The complainants are four individual persons and the corporation, Ampco. Three of the individual complainants own all the shares of Ampco. The fourth individual complainant is a director, but not a shareholder, of Ampco.

[393]*393The named respondent is the Tax Collector of Talladega County. The Attorney General and counsel for the Department of Revenue also appear in opposition to complainants.

The cause commenced with complainants’ filing their bill for declaratory relief.
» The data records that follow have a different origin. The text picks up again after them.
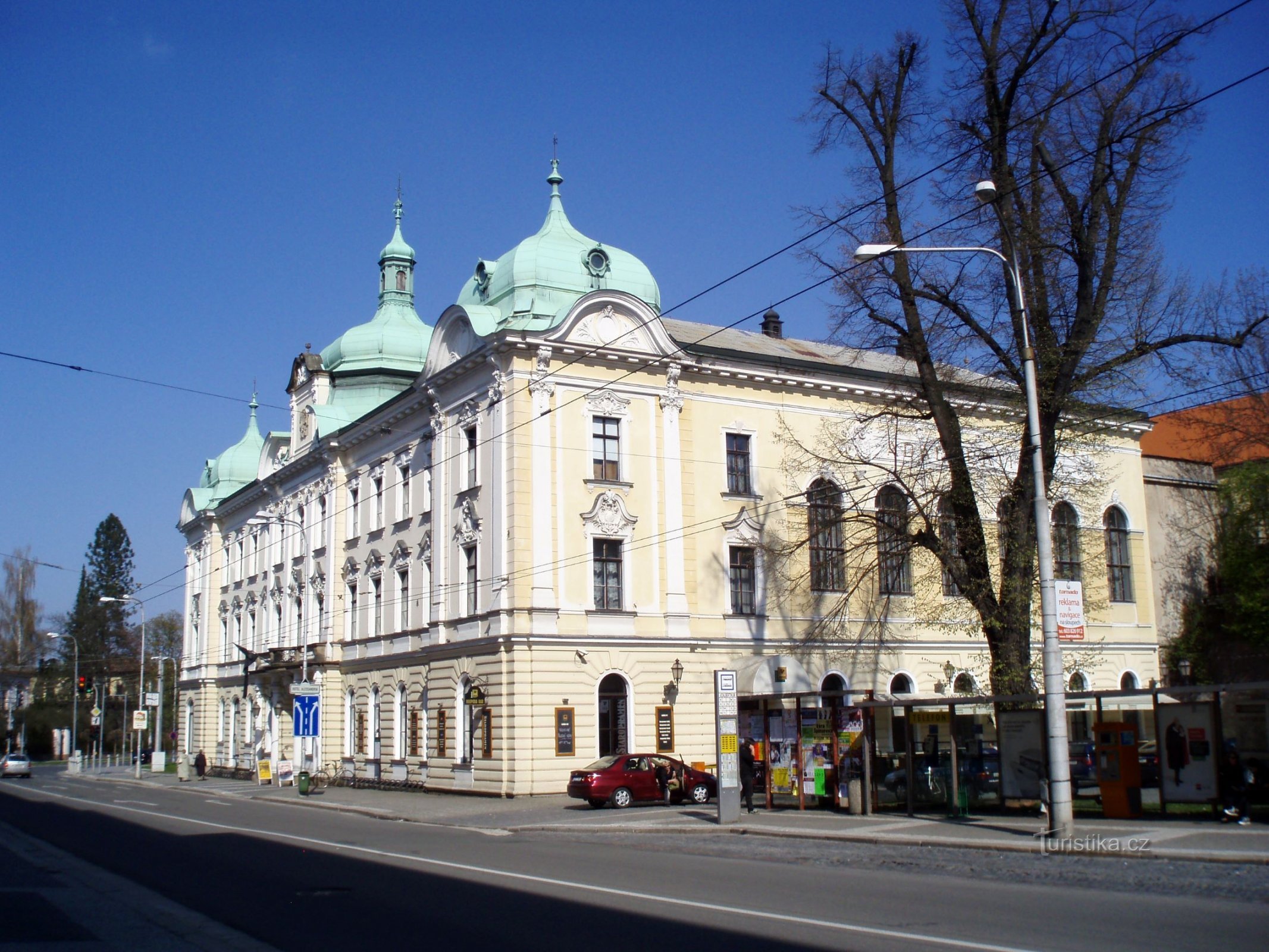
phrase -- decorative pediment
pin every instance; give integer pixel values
(400, 555)
(350, 569)
(606, 403)
(468, 530)
(608, 516)
(742, 528)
Complainants aver that the four individual complainants are residents of the State of Alabama; that three of them are share-' holders, directors, and officers of Ampco, and that the fourth individual complainant is a director of Ampco; that the Department of Revenue of the State of Alabama and the county tax assessor did assess the shares of stock in Ampco “pursuant to Title 51, Section 25, et seq.,” Code 1940; that the shares “were assessed to the corporation as provided by law”; that at the time of said assessment and thereafter until the filing of the bill, Ampco was defunct and insolvent, and the shares of Ampco were and continued to be without actual value; that after the aforesaid assessment, the respondent tax collector sent to Ampco a tax notice in the amount of the taxes assessed, to wit, $13,860.00; that Ampco was and continues to be unable to pay said tax; that the county tax collector has notified the three individual shareholders that he intends to collect the tax from the shareholders by authority of Title 51, § 25 et seq., Code 1940; that the tax assessor has not assessed the shares of Ampco to the shareholders individually or collectively; that the three individual shareholders, “owners of all the shares of stock of” Ampco, have protested to the tax collector the payment of said tax on the ground that the shares have not been assessed to them individually, thereby denying to them their right to protest as provided by Title 51, § 25, Code 1940, and that collection of the tax from them without assessment would deprive complainants of their property without due process of law guaranteed by Section 6 of the Constitution of Alabama of 1901 and the Fourteenth Amendment of the Constitution of the United States.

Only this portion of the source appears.